You can find it here on Amazon. The image here doesn't do justice to the artwork. You need to look at the original on Amazon to see the horror. Here it just looks like an abstract painting.
I'm not very good at reviewing books that make a strong impression on me. I start the review, often half way through the book, struggling to express my strong feelings. Then I finish the book, but not the review.
I have half finished reviews for Imagined Communities by Benedict Anderson, and Imagining the Balkans by Maria Todorova. In the same vein I am in the middle of reading History in Exile by Pamela Ballinger. They are all by social anthropologists writing about history, memory and identity. I think if I had my time again this is a field I would have liked to have gone into. I find this sort of history, where real people struggle to explain what they experienced, in the light of what historians tell them was "really" happening at the time, absolutely fascinating. As well as the language they use to describe it, often with religious symbolism even for communists.
Ballinger is writing about Italians in the Julian March and Istria between Italy and Yugoslavia, some of whom went into exile in Trieste when the border shifted after the Second World War from Italy to Yugoslavia, and some of those who did not. The book is a lot of firsts for me:
first for the history of the region
which I knew nothing about, except my sister's hints of dark deeds after the war. Have you heard of the foibe (underground caverns with spiky stalactites into which fascists and others were thrown by partisans) or the Nazi concentration camp in Trieste which finished off Italian Jews and anti fascists alike?
first for a history of exiles
apart from some novels about the Greek exodus from Turkey in the 20s, and Russian Jews leaving for Israel and their recollections of the Soviet Union. Why do some not assimilate but cling to their exile status? Why did Italy "submerge" the history of the exiles like the people "submerged" in the foibe? Why do they feel like exiles in their own country? How long do refugees stay in camps and how do they feel about their life there?
first for a social anthropology study in the Balkans
and how the complex memory is constructed first in the redemption from the Austrians after the First World War, then reconstructed during and after the Second World War (who was Fascist and who anti-fascist) and finally (perhaps) in the 90s, with ethnic cleansing in other parts of the Balkans, was history rewritten (or "unsubmerged") from political lines into nationalist Italian v Slovene/Croatian lines). Old myths of the good Italian and the savage Balkan are revived, which have nothing to do with today's reality in 2007 in the EU, but seemed more relevant in the 90s. And finally I understand what irredentism is.

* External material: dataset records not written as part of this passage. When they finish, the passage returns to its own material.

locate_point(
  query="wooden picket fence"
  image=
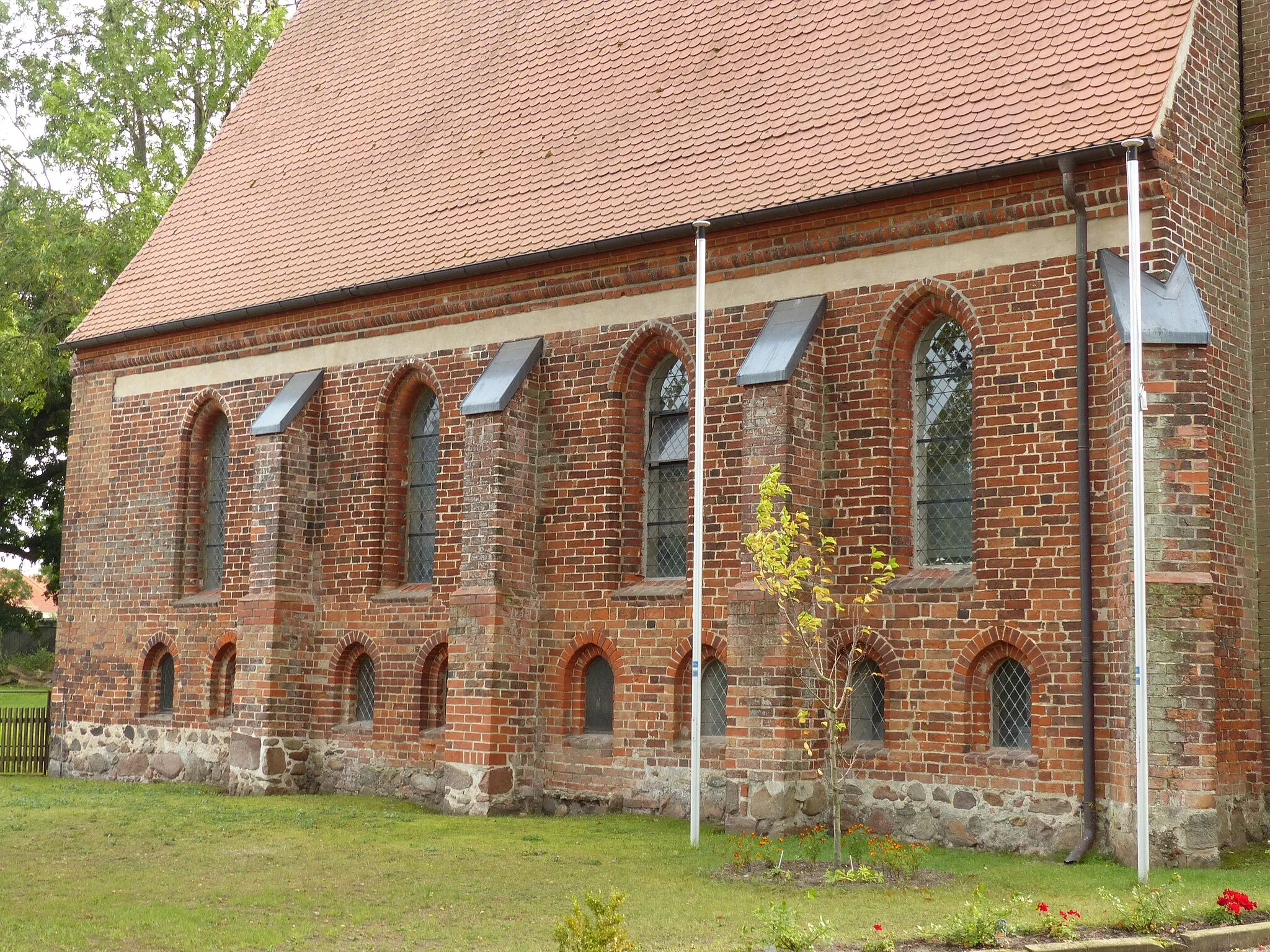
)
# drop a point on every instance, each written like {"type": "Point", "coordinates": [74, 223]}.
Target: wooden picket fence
{"type": "Point", "coordinates": [24, 734]}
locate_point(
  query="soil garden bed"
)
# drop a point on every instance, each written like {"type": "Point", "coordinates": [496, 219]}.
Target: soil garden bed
{"type": "Point", "coordinates": [808, 874]}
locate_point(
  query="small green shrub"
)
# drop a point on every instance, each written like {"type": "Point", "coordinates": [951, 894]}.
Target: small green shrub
{"type": "Point", "coordinates": [606, 932]}
{"type": "Point", "coordinates": [975, 926]}
{"type": "Point", "coordinates": [1147, 909]}
{"type": "Point", "coordinates": [861, 874]}
{"type": "Point", "coordinates": [779, 928]}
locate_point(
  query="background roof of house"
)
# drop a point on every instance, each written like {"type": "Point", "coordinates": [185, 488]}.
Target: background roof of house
{"type": "Point", "coordinates": [386, 139]}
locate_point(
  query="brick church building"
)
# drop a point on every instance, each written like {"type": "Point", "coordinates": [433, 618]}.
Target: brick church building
{"type": "Point", "coordinates": [380, 446]}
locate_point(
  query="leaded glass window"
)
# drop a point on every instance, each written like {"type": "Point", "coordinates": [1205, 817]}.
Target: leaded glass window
{"type": "Point", "coordinates": [868, 702]}
{"type": "Point", "coordinates": [600, 697]}
{"type": "Point", "coordinates": [218, 495]}
{"type": "Point", "coordinates": [667, 505]}
{"type": "Point", "coordinates": [941, 471]}
{"type": "Point", "coordinates": [167, 683]}
{"type": "Point", "coordinates": [422, 495]}
{"type": "Point", "coordinates": [714, 700]}
{"type": "Point", "coordinates": [1011, 706]}
{"type": "Point", "coordinates": [363, 708]}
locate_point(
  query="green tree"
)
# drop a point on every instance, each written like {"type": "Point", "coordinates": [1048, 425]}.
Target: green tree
{"type": "Point", "coordinates": [120, 99]}
{"type": "Point", "coordinates": [796, 568]}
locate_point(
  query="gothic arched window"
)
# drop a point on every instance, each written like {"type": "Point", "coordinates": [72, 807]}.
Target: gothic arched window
{"type": "Point", "coordinates": [363, 677]}
{"type": "Point", "coordinates": [868, 702]}
{"type": "Point", "coordinates": [714, 700]}
{"type": "Point", "coordinates": [1011, 706]}
{"type": "Point", "coordinates": [667, 460]}
{"type": "Point", "coordinates": [941, 459]}
{"type": "Point", "coordinates": [598, 682]}
{"type": "Point", "coordinates": [215, 506]}
{"type": "Point", "coordinates": [422, 494]}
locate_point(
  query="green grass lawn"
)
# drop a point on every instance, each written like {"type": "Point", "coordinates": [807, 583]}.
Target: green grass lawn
{"type": "Point", "coordinates": [14, 696]}
{"type": "Point", "coordinates": [111, 866]}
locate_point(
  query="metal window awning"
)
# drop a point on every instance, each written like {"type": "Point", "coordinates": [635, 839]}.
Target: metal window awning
{"type": "Point", "coordinates": [287, 405]}
{"type": "Point", "coordinates": [502, 377]}
{"type": "Point", "coordinates": [1171, 310]}
{"type": "Point", "coordinates": [781, 342]}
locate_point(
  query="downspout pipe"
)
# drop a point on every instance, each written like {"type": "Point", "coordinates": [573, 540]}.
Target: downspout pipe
{"type": "Point", "coordinates": [1089, 801]}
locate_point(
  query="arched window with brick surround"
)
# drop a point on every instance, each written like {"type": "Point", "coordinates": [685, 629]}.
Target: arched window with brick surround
{"type": "Point", "coordinates": [216, 485]}
{"type": "Point", "coordinates": [422, 490]}
{"type": "Point", "coordinates": [1011, 706]}
{"type": "Point", "coordinates": [598, 685]}
{"type": "Point", "coordinates": [221, 695]}
{"type": "Point", "coordinates": [363, 690]}
{"type": "Point", "coordinates": [714, 700]}
{"type": "Point", "coordinates": [868, 702]}
{"type": "Point", "coordinates": [943, 427]}
{"type": "Point", "coordinates": [666, 547]}
{"type": "Point", "coordinates": [435, 689]}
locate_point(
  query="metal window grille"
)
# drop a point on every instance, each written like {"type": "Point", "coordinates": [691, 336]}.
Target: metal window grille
{"type": "Point", "coordinates": [941, 477]}
{"type": "Point", "coordinates": [1011, 706]}
{"type": "Point", "coordinates": [422, 494]}
{"type": "Point", "coordinates": [868, 702]}
{"type": "Point", "coordinates": [167, 683]}
{"type": "Point", "coordinates": [218, 495]}
{"type": "Point", "coordinates": [365, 708]}
{"type": "Point", "coordinates": [714, 700]}
{"type": "Point", "coordinates": [600, 697]}
{"type": "Point", "coordinates": [667, 505]}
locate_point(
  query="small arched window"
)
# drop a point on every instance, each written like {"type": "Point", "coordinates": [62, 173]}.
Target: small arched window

Maybe I will be able to write something more when I finish the book.
I wonder whether anyone will ever do similar studies for the upheavals of Stalin's Russia, eg the Crimean Tartars, before everyone who experienced them is dead. And what about the people of the Austro-Hungarian border with Ukraine, where similar border changes have occurred. How do they decide who they are, and what sort of memories do they have? How do they keep their nationality intact? And what are their memories of the World Wars when during the fighting borders moved backwards and forwards? Who are the goodies and the baddies? Has glasnost and the breakup of the Soviet Union allowed a hidden story (ies) to emerge?